He has also held a post as director of The Old Vic Theatre, and as a member of The Trust Council of The Royal Shakespeare Theatre.

David’s family is a very united one. He married Sheila Ferris, a former actress, in 1976, and has two children, Robert and Katherine. He keeps in close contact with his two brothers; his eldest brother John is a celebrated broadcast journalist. David’s pleasures are wide and various. He enjoys music; he was a jazz drummer in the 1960s but now prefers the quieter tones of the clarinet and classical music. Besides Beethoven, Vivaldi and Mozart are among his favourite composers. He is also a keen ornithologist and nature lover. One of his great loves is the canals of Great Britain, supporting them and their restoration as well as enjoying them in his own narrow boat with his wife Sheila.

As for his interest in photography, that, he tells us, started long before he could walk or talk.

Gray: When and how did your interest in photography begin?

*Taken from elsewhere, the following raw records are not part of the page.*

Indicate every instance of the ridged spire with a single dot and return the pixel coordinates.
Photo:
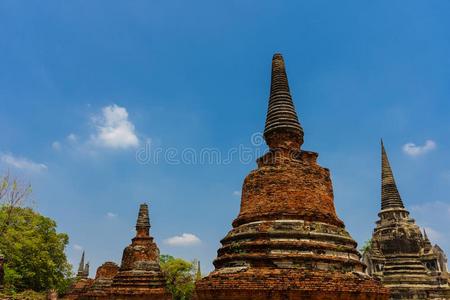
(281, 114)
(390, 197)
(81, 267)
(428, 245)
(143, 221)
(86, 269)
(198, 274)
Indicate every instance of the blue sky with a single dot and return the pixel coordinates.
(85, 85)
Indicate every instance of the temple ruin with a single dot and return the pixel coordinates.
(287, 241)
(138, 277)
(399, 254)
(82, 281)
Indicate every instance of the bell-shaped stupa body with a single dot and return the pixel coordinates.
(287, 241)
(399, 254)
(140, 276)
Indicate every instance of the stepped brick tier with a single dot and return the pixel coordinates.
(102, 282)
(287, 241)
(399, 254)
(140, 275)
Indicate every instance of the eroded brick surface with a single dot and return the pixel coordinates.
(287, 241)
(400, 255)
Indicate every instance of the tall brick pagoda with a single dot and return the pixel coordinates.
(287, 241)
(140, 275)
(399, 254)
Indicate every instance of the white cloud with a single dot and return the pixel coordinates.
(415, 150)
(22, 163)
(435, 218)
(111, 215)
(72, 138)
(433, 235)
(186, 239)
(114, 130)
(56, 146)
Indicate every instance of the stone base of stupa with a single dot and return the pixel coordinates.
(288, 284)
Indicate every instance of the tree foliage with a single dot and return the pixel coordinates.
(13, 194)
(33, 251)
(180, 275)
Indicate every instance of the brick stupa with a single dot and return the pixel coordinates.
(102, 282)
(82, 282)
(140, 275)
(399, 254)
(287, 241)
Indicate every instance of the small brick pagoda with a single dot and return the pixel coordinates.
(82, 281)
(399, 254)
(287, 241)
(102, 282)
(140, 275)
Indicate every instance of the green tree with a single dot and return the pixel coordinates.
(33, 250)
(180, 275)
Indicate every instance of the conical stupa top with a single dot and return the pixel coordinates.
(198, 274)
(390, 197)
(425, 236)
(81, 265)
(86, 269)
(281, 114)
(143, 220)
(427, 245)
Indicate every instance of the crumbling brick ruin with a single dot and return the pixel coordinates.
(139, 276)
(399, 254)
(287, 241)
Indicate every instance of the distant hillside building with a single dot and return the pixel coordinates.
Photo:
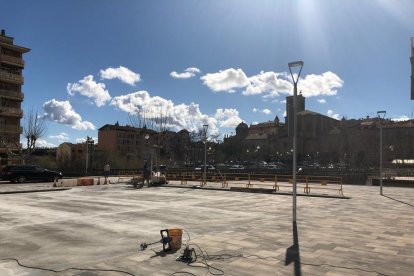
(11, 96)
(140, 144)
(322, 139)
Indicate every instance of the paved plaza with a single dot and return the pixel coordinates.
(97, 230)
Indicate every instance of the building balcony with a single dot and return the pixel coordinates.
(12, 129)
(10, 77)
(12, 60)
(15, 95)
(11, 111)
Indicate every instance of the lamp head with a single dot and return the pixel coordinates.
(292, 65)
(382, 112)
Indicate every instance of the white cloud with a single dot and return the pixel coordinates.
(61, 137)
(401, 118)
(316, 85)
(181, 116)
(89, 88)
(226, 80)
(265, 111)
(228, 117)
(188, 73)
(62, 112)
(272, 84)
(332, 114)
(122, 73)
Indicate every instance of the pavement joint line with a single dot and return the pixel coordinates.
(246, 190)
(34, 191)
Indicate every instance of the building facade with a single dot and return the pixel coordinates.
(11, 96)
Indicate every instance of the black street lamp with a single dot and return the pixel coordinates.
(379, 113)
(205, 128)
(297, 64)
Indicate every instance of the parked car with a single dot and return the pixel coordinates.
(208, 168)
(236, 167)
(22, 173)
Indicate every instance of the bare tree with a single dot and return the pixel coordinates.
(34, 128)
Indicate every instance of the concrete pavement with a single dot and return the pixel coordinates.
(101, 228)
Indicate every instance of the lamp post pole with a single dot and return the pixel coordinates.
(379, 113)
(205, 128)
(295, 127)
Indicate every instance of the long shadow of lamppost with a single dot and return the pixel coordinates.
(293, 253)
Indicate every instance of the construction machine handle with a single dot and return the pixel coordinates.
(166, 240)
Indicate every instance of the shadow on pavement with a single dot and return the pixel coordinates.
(292, 253)
(400, 201)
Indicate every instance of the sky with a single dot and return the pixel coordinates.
(215, 62)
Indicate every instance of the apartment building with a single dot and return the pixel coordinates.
(11, 96)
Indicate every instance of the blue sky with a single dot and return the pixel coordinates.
(218, 62)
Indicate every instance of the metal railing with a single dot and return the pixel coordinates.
(12, 94)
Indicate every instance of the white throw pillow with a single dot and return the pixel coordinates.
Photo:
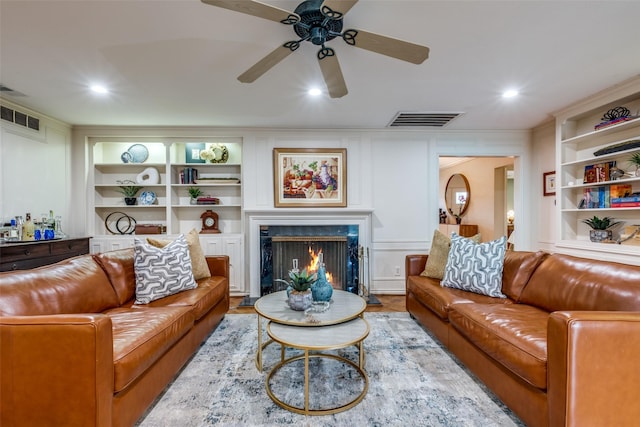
(161, 272)
(475, 267)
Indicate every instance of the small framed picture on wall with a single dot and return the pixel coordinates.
(549, 183)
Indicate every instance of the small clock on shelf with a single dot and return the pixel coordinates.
(209, 222)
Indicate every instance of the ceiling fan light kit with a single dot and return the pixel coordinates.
(318, 22)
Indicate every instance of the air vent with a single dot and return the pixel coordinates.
(435, 120)
(19, 118)
(4, 90)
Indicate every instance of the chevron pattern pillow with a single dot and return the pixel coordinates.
(161, 272)
(475, 267)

David Suchet: My interest in photography really began before I could even walk or talk. My grandfather was James Jarché5, a famous Fleet Street photo-grapher who took lots of pictures of me. I must have had more flash in my eyes as a baby than most other babies in England. He was a wonderful man and a fanatical photographer!

He was a people’s photographer for London Illustrated News and worked for the Daily Mail. He worked for Hannen Swaffer6 in Fleet Street, for all the old boys in fact, and became the highest paid photographer in Fleet Street. Although it has been contested, we believe that Jarché was one of the first people to move from plate to a 35mm Leica. I believe this to be true and I still to this day have his Leica M3 in my possession; in fact, I will never let it pass out of my sight. I have his lenses too, to which I have added a few more, and the Leica M6. We spoke about photography very early on in my life and he taught me about the f stops and the speed and the depth-of-field as well as buying me my first Brownie Box camera.